Search code examples
pythonpython-3.xnlpcosine-similarity

NLP - Find Similar/Phonetic word and calculate score in a paragraph


I'm developing a simple NLP project, where we have given a set of words and to find the similar/phonetically similar word from a text. I've found a lot of algorithms but not a sample application.

Also it should give the similarity score by comparing the keyword and the word that are found.

Can anyone help me out?

    def word2vec(word):
    from collections import Counter
    from math import sqrt

    cw = Counter(word)
    sw = set(cw)
    lw = sqrt(sum(c*c for c in cw.values()))
    return cw, sw, lw

def cosdis(v1, v2):
    common = v1[1].intersection(v2[1])
    return sum(v1[0][ch]*v2[0][ch] for ch in common)/v1[2]/v2[2]

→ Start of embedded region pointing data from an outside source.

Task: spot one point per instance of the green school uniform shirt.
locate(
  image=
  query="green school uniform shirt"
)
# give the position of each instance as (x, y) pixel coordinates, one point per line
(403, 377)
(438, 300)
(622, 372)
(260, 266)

list_A = ['e-commerce', 'ecomme', 'e-commercy', 'ecomacy', 'E-Commerce']
list_B = ['E-Commerce']

for word in list_A:
    for key in list_B:
            res = cosdis(word2vec(word), word2vec(key))
            print(res)

This code only does word to word comparison.

Can anyone help me out?


Solution

  • I think you are referring to something like an API that could first convert word into IPA symbols (a form of phonetic notation) and you then compare the IPA symbols.

    from collections import Counter
    from math import sqrt
    import eng_to_ipa as ipa
    
    def word2vec(word):
        cw = Counter(word)
        sw = set(cw)
        lw = sqrt(sum(c*c for c in cw.values()))
        return cw, sw, lw
    
    def cosdis(v1, v2):
        common = v1[1].intersection(v2[1])
        return sum(v1[0][ch]*v2[0][ch] for ch in common)/v1[2]/v2[2]
    
    list_A = ['e-commerce', 'ecomme', 'e-commercy', 'ecomacy', 'E-Commerce']
    list_B = ['E-Commerce']
    
    IPA_list_a = []
    IPA_list_b = []
    for each in list_A:
        IPA_list_a.append(ipa.convert(each))
    for each in list_B:
        IPA_list_b.append(ipa.convert(each))
    
    for word in IPA_list_a:
        for key in IPA_list_b:
                res = cosdis(word2vec(word), word2vec(key))
                print(res)
    

    Check this out : [https://github.com/mphilli/English-to-IPA][1]

    >>> import eng_to_ipa as ipa
    >>> ipa.convert("The quick brown fox jumped over the lazy dog.")
    'ðə kwɪk braʊn fɑks ʤəmpt ˈoʊvər ðə ˈleɪzi dɔg.'
    

    Example is founded from the above github link.